The 14 per cent State-owned lender revealed on Monday it had taken a €266 million loan impairment charge for the first quarter and expects loan losses to rise significantly as the year progresses. The bank hasn’t yet seen many loans turn sour as a result of coronavirus. But it’s only a matter of time as it forecasts the Irish and UK economies will contract by 8 per cent and 8.5 per cent this year, with average unemployment rates rising to 13.5 per cent and 9 per cent, respectively.
Speaking on a call with analysts, group chief financial officer Myles O’Grady signalled that even in an unexpected scenario of gross domestic product (GDP) falling by 10 to 12 per cent this year, most of the losses from coronavirus, also known as Covid-19, will be accounted for in 2020.
Crucially, he said, the bank’s capital reserves will bottom out at a level above what was demanded by regulators before the pandemic – never mind taking into account how authorities have subsequently eased banks’ capital requirements.
While the hope, of course, is that the company will be right, no one knows how the pandemic will play out.
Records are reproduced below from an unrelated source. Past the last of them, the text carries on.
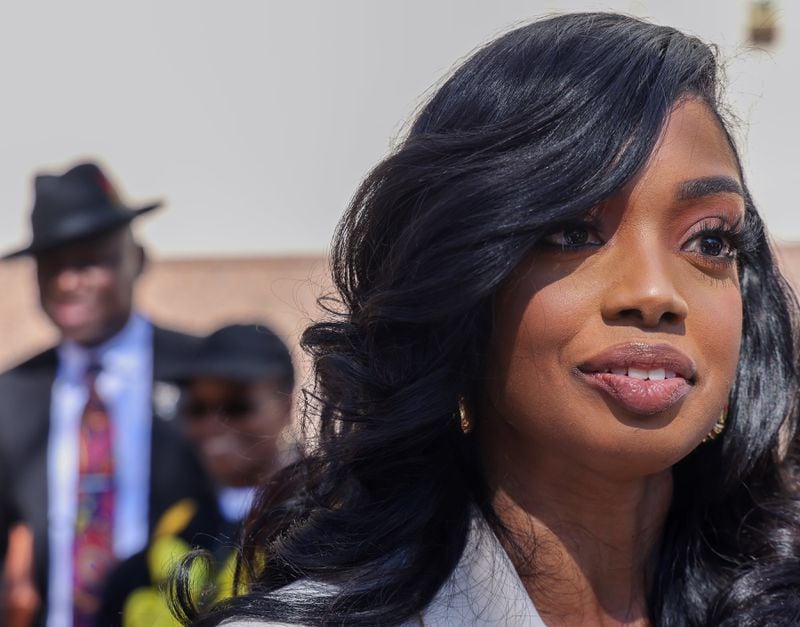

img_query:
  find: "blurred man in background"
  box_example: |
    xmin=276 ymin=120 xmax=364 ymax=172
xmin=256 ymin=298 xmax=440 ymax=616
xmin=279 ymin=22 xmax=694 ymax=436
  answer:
xmin=0 ymin=163 xmax=213 ymax=627
xmin=100 ymin=324 xmax=297 ymax=627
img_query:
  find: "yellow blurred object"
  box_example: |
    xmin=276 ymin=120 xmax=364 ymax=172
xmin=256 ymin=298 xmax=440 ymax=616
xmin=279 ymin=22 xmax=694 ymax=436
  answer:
xmin=147 ymin=536 xmax=192 ymax=585
xmin=0 ymin=524 xmax=41 ymax=627
xmin=122 ymin=588 xmax=180 ymax=627
xmin=748 ymin=0 xmax=778 ymax=46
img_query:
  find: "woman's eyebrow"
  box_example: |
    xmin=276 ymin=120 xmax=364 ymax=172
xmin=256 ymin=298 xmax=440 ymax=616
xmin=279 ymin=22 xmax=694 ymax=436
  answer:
xmin=677 ymin=176 xmax=744 ymax=201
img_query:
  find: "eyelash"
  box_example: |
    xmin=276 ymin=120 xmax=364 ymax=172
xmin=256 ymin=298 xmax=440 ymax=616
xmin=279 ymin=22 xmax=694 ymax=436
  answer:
xmin=540 ymin=218 xmax=754 ymax=267
xmin=681 ymin=218 xmax=744 ymax=267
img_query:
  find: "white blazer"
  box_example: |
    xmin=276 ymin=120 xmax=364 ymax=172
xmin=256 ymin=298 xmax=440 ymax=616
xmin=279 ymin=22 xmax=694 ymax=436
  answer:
xmin=223 ymin=516 xmax=545 ymax=627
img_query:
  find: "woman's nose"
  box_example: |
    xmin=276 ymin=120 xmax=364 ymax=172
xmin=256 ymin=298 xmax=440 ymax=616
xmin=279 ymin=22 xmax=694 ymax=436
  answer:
xmin=603 ymin=248 xmax=689 ymax=328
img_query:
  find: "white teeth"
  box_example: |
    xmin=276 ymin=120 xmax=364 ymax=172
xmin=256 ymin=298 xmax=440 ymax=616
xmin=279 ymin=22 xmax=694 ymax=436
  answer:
xmin=606 ymin=367 xmax=678 ymax=381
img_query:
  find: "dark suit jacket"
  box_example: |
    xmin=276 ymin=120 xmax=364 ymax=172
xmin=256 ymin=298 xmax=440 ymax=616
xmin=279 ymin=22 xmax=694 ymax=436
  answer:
xmin=0 ymin=327 xmax=215 ymax=623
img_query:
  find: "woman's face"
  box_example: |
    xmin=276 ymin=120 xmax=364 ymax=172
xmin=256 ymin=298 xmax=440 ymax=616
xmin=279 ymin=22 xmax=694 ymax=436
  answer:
xmin=481 ymin=100 xmax=744 ymax=479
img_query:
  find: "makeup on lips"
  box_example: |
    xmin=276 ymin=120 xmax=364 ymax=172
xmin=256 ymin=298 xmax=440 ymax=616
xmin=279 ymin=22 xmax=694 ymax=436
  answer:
xmin=578 ymin=342 xmax=697 ymax=416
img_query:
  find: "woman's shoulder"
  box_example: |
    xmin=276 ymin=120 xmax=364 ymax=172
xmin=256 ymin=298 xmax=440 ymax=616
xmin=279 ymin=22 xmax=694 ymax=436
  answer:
xmin=420 ymin=516 xmax=544 ymax=627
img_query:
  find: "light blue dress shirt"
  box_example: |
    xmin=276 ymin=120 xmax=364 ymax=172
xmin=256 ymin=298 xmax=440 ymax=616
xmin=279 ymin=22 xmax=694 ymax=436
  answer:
xmin=47 ymin=314 xmax=153 ymax=627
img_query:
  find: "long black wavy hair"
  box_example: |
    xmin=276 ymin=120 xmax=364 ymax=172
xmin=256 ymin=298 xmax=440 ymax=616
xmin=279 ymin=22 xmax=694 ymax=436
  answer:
xmin=184 ymin=13 xmax=800 ymax=625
Recent history has thought us that Irish banks don’t have the best track record in assessing downside risks.
Group chief executive Francesca McDonagh herself highlighted how the true depth of the downturn and the pace of recovery was unclear and that definitive forecasts are impossible.
“The economic recovery will be influenced by the effectiveness of the fiscal and monetary policies adopted to cushion and restart our economies,” she said on the call. “A second wave of infection and associated shutdowns can’t be ruled out – and the timescale for the development and rollout of a vaccine is uncertain.”
Nevertheless, the picture that Bank of Ireland has painted for business for the year looks grim, even as it holds onto the hope that an economic recovery will set in during the final months of 2020.
The bank sees gross lending volumes falling between 30 per cent and 50 per cent from last year's €16.5 billion, lending margins also being squeezed, while business income is expected to slide by 30 to 40 per cent. It points to a more downbeat assessment than offered by many peers in Europe in recent times, though the bank's executives say that they are being "prudent and conservative".
The bank, which had a 26 per cent share of mortgage activity in Ireland in the first quarter, said that run rate of home loan applications and drawdowns was 50 per cent lower in April than the business it was doing over the previous three months. Total new lending was off 37 per cent, excluding the impact of small and medium-sized businesses drawing down on credit facilities to boost their cash positions in the midst of the crisis.
"Combined, this indicates total income will be up to 20 per cent below our current €2.8 billion forecast," said Davy analyst Diarmaid Sheridan in a note to clients.
Shares in Bank of Ireland, which have been among the most sold off in the sector in Europe so far this year, slid by by 14.9 per cent in Dublin, leaving the company trading at 0.17 per cent of the value that the company puts on its assets.
With rivals AIB, Permanent TSB and KBC Bank Ireland also due to report figures in the coming days, investors remain cautious.